AYAT-AYAT PAPUA UNTUK KEMERDEKAAN RI
Oleh : Victor Yeimo*
Kemerdekaan sejati dari bangsa Indonesia adalah saat Indonesia menghentikan praktik menjajah bangsa lain dan mengizinkan entitas bangsa lain untuk menemukan jalan menuju kemerdekaannya sendiri.
Kemerdekaan bukanlah hak yang dimiliki Indonesia atas bangsa lain, tetapi tanggung jawab untuk memberi mereka kesempatan untuk meraih kemerdekaan mereka sendiri.
Kemerdekaan bukan sekedar pesta simbolis, melainkan suatu perwujudan hak penentuan nasib sendiri bagi bangsa-bangsa terjajah, termasuk bangsa Papua.
Nasionalisme yang dipaksakan oleh penjajah adalah ironi tragis; simbol-simbol nasionalisme penjajah dipaksa untuk menghilangkan sejarah politik bangsa terjajah.
Penjajah menggunakan instrumentalisme simbolis untuk mencapai tujuan politik ekonomi mereka, dengan menggeser makna simbol-simbol nasional bangsa terjajah.
Pemaksaan simbolis adalah manifestasi dari apa yang Antonio Gramsci sebut sebagai ‘perang ideologi’, di mana penjajah berusaha mengontrol pikiran dan persepsi kolektif bangsa terjajah melalui dominasi simbolik.
Penjajah mengintensifkan upaya pemaksaan nasionalisme simbolis saat mereka menyadari bahwa simbol-simbol tersebut mampu meredam semangat perlawanan dan mengaburkan kesadaran akan realitas penindasan.
Penjajah menggunakan simbol-simbol nasionalnya untuk memperkuat narasi legitimasi kolonial hanya untuk meredam perjuangan pembebasan nasional dari bangsa yang sedang dijajah.
Kontradiksi esensial terjadi ketika satu entitas mengaku merayakan kemerdekaan sambil secara simultan mengekang kemerdekaan bangsa lain melalui praktik penjajahan.
Kemerdekaan yang merayakan kebebasan dan hak asasi manusia seharusnya tidak bisa berdampingan dengan upaya menjajah dan merampas hak-hak bangsa lain.
Paradoks moral terletak pada pernyataan kemerdekaan yang diiringi dengan tindakan penindasan dan dominasi atas hak kemerdekaan bangsa lain.
Simbiosis antara kemerdekaan dan penjajahan memicu dilema filosofis, mempertanyakan apakah kemerdekaan sejati dapat diperoleh sambil mengabaikan hak-hak bangsa lain untuk bebas dari dominasi asing?
Kemerdekaan sebagai konsep universal menuntut agar sebuah entitas tidak hanya merefleksikan kedaulatannya sendiri, tetapi juga menghormati kedaulatan dan hak asasi bangsa-bangsa lain.
Bagaimana mungkin rakyat Papua dipaksa menikmati embusan kebebasan, sambil terbelit oleh rantai penjajahan yang mencekik?
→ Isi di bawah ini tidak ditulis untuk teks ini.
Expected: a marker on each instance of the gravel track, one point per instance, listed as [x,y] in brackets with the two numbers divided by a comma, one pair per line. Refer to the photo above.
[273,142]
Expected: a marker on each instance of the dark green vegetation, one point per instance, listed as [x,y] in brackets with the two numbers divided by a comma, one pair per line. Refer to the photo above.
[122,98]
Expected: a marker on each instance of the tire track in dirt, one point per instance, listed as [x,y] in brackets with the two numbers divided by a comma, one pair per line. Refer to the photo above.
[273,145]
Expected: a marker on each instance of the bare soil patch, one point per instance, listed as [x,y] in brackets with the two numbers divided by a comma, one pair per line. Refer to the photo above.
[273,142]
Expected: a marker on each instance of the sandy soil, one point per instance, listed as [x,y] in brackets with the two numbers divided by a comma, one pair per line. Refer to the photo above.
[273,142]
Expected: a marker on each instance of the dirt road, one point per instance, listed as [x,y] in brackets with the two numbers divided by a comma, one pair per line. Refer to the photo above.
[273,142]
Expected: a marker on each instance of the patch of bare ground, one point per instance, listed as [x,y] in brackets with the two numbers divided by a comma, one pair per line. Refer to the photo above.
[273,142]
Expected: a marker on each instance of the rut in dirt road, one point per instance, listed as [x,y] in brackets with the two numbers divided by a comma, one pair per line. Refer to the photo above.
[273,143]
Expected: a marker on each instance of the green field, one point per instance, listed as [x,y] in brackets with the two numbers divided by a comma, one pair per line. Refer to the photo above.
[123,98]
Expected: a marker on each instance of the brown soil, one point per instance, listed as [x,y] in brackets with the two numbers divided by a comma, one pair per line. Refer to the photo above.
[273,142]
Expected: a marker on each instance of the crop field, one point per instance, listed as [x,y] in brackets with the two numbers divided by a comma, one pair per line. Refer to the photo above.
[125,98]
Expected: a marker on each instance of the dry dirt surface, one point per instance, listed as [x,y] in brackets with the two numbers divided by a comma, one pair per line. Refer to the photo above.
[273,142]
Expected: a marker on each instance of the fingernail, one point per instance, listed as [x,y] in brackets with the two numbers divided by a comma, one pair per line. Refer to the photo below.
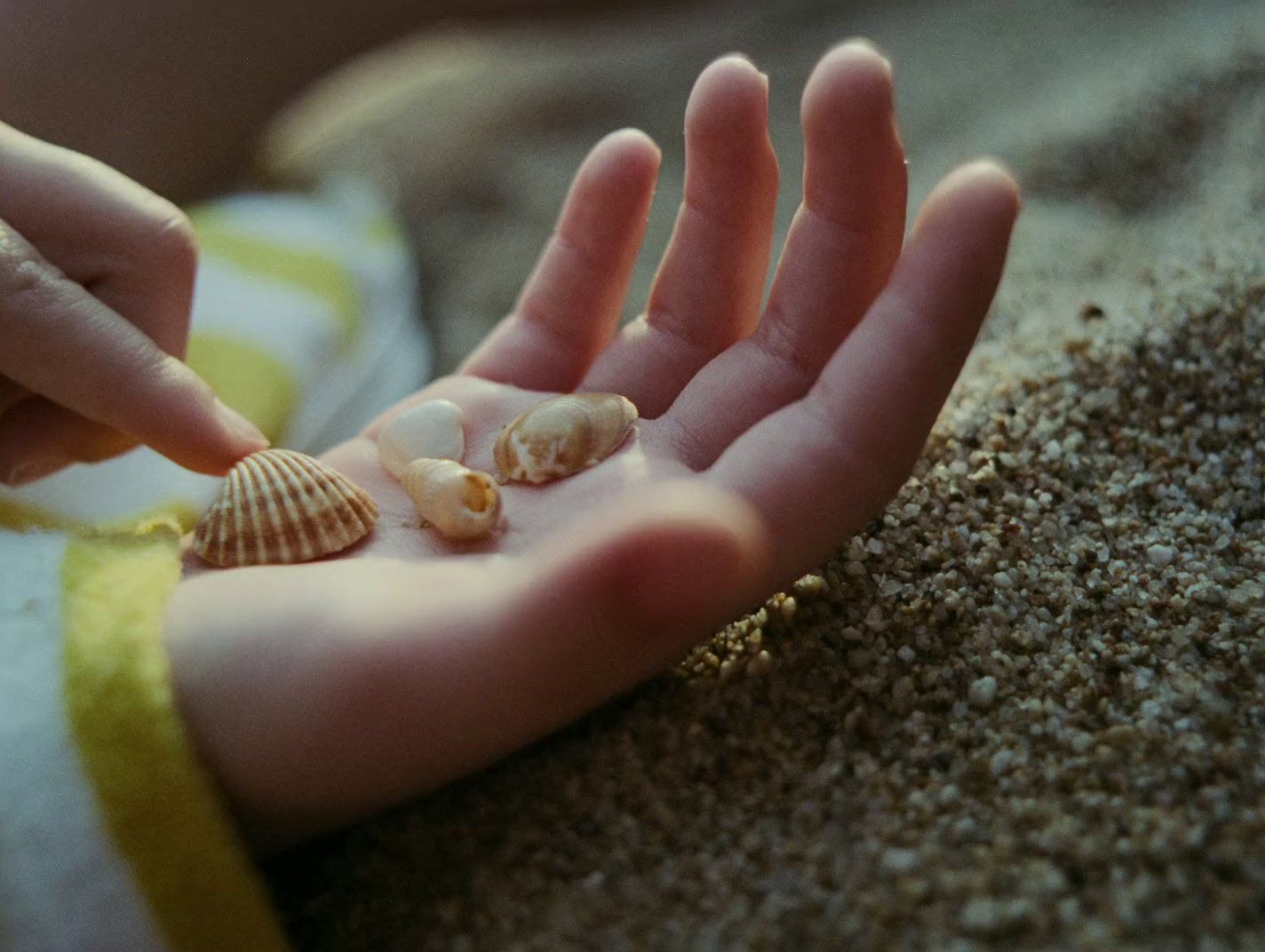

Itu seperti memadukan lagu kebebasan dengan irama penjajahan.
Bagaimana bisa anda merayakan kemerdekaan sambil menjajah bangsa lain? Itu seperti membangun istana di atas tanah yang penuh penjajahan, tidak akan pernah kokoh dan abadi.
Kemerdekaan yang disajikan oleh penjajah kepada rakyat terjajah seperti pohon tanpa akar, hanya menawarkan buah-buah pahit bagi jiwa yang haus akan kebebasan sejati.
Merayakan ‘kemerdekaan’ penjajah adalah seperti menari dengan bayangan di tembok penjara, tanpa pernah merasakan hembusan angin kebebasan.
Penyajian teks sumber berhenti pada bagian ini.